All siblings argue now and again. But if your children have frequent, intense fights, you do not have to just stand by and let them treat each other badly. Brotherhood and sisterhood can begin at home!

What are some causes of sibling rivalry?

  • Rivalry may occur when children believe that there’s not enough of what they need or want to go around. They may feel they have to compete for parents’ attention, affection, recognition, or time.
  • Children may get the idea that they are in a contest when parents compare one child to another: “Sit quietly like your brother does.”

What can a parent do about sibling rivalry?

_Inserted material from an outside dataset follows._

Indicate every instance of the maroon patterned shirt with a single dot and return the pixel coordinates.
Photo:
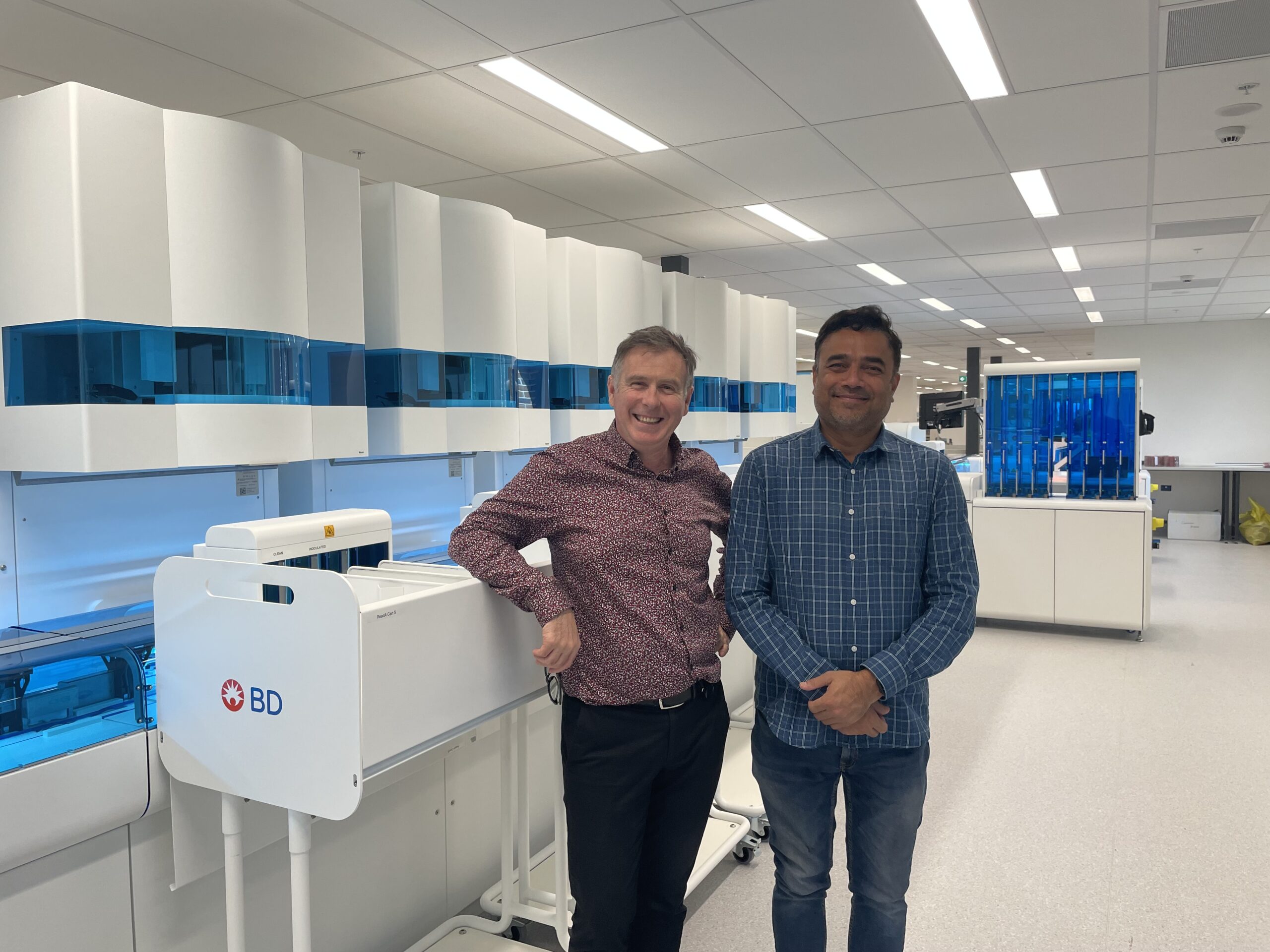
(631, 551)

  • Avoid comparing one child to another.
  • Listen to the children’s complaints to get clues to what the “rivals” believe is in short supply: “Dad always hugs Kendra first!”
  • Let children know you understand their feelings even though you don’t agree with them: “Yes, your brother needs more help getting dressed than you do, but you are just as important to me as he is.”
  • Spend some time alone with each child doing something he or she really enjoys: taking a walk, reading stories, playing catch-10 minutes a day for a week can do wonders.
  • If one child says unkind things to you about another, remind him that “she’s still one of us” no matter how annoying she is sometimes. That response reassures the child that he would still belong to the family even if a sibling had ill feelings toward him .
  • Do not worry about treating all your children exactly alike. Children need comfort, help, and encouragement at different times and in different ways. When a child questions the attention you give to her sibling, reassure her that when she needs help, you will provide it.

What can parents do about quarrels?

  • Keep in mind that you don’t have to get involved in every sibling argument. Children can often work things out themselves.
  • If your children’s quarrels bother you, calmly step in. If you tell them to stop, stay involved until the problem is resolved. Listen carefully to each child. This is an opportunity to model how to resolve conflicts.
  • Avoid lecturing or nagging children about their arguments.
  • Remember that children often push you to exercise your authority. By his or her behavior, a child may be saying, “Help me to be the kind of person you want me to be! That is the kind of person I want to be too-but I need your help to get there.”